La direttiva europea sul salario minimo adeguato e le sue ripercussioni nel quadro italiano

Il quadro italiano descritto da Leonardi: la più alta copertura contrattuale (presunta/stimata) di tutta l’UE, e la peggiore dinamica salariale dei paesi OCSE. Il secondo miglior dato europeo, quanto a incidenza dei bassi salari, ma solo per i tempi pieni, indeterminati e coperti dalla contrattazione (leader). Altrimenti fra i peggiori di tutti, quanto a rischio povertà.

Da queste, e su queste clamorose ambivalenze e contraddizioni, ha preso corpo un animato dibattito – politico, sindacale e accademico – intorno alla tenuta complessiva del nostro sistema contrattuale e salariale. Unici, fra i cinque Stati membri senza salario minimo legale, a contemplare un cambio di casella, verso l’adozione di un minimo orario legale. Rispetto alla quale, la direttiva 2022/2041 fornisce svariati spunti e stimoli per fare il punto e vagliare l’opportunità e gli indirizzi di una riforma, ormai improrogabile.

Attraverso un procedimento dialettico, questo articolo passa in rassegna, approfondendole una ad una, le tesi e le antitesi dell’attuale dibattito italiano, segnalando di ciascuna i punti di forza e quelli di debolezza.
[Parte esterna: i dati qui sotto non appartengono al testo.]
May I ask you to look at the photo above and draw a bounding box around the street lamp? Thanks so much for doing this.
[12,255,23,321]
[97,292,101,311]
Per suggerire infine una sintesi nella quale, col supporto costante della comparazione europea, si auspica un sostanziale adeguamento, nel segno di una sperimentalità incrementale. In cui una soglia minima oraria, di derivazione legislativa, possa conciliarsi con un potenziamento selettivo della contrattazione collettiva delle organizzazioni comparativamente più rappresentative.